On the drive down to our annual beach trip we left early to avoid the traffic and ended up hitting the worst snarl we’ve ever experienced on that route. We stopped at a McDonald’s to meet my mom for lunch because it was too early to check in and everyone was starving. Afterward Jonathan and I went to the grocery store to get started on the shopping while my mom took Gus to get the key and open the house. I tried to drive through as many strip mall parking lots as I could to get to the food store, but eventually I had to go back out to the main road and inch along like everyone else.

At some point while we inched we realized that music could make things better, so I started pawing through the more easily-accessible cassettes and picked my very old (20 years?) yet still perfectly functional Aladdin Sane/Scary Monsters tape. Despite all of the hullaballoo about the impermanence of tapes I still have a pile from as far back as high school that work perfectly well, thankyouverymuch.

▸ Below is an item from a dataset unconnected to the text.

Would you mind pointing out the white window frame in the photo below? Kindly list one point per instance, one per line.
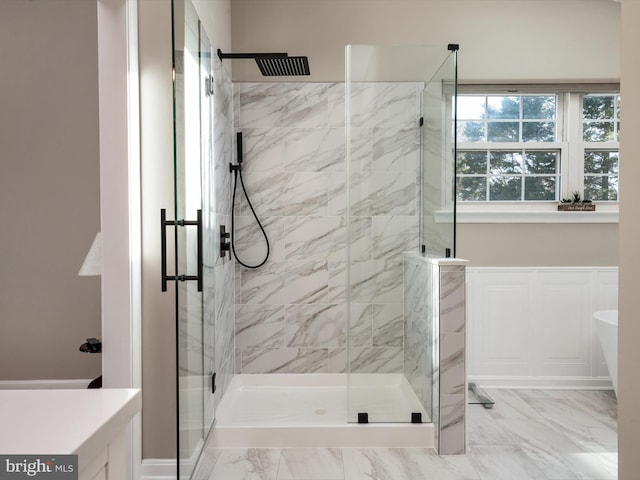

The tracklisting was written in my long-ago handwriting, so very legible compared to the scrawls of today. Aladdin Sane in red marker, Scary Monsters in blue. Jonathan had just been telling me a few days ago about an article he’d read about Scary Monsters so that was the logical choice. It is a weird record, partly because of the time (which was what the article was about) – 1980 was in-between for so much music, and for Bowie especially given what he’d done before then. I’d written the dates on the tracklisting, too, because I’m a nerd and like to know those things (Aladdin Sane came out in 1973).

I do like the record, despite its weirdness, and especially the A side. Halfway through I realized that I must have listened to the A side much more than the B, because I was far less familiar with the B side songs. The occasional static and pop from the vinyl (which I still own) is well-preserved on the tape. Now that I’m an old lady I’m instantly nostalgic when I hear those imperfections, despite my own clear preference for digital media: when’s the last time I broke out the turntable? And it was such a pain to have to flip the record over. I’m sure that’s why the A side songs are so much easier for me to remember.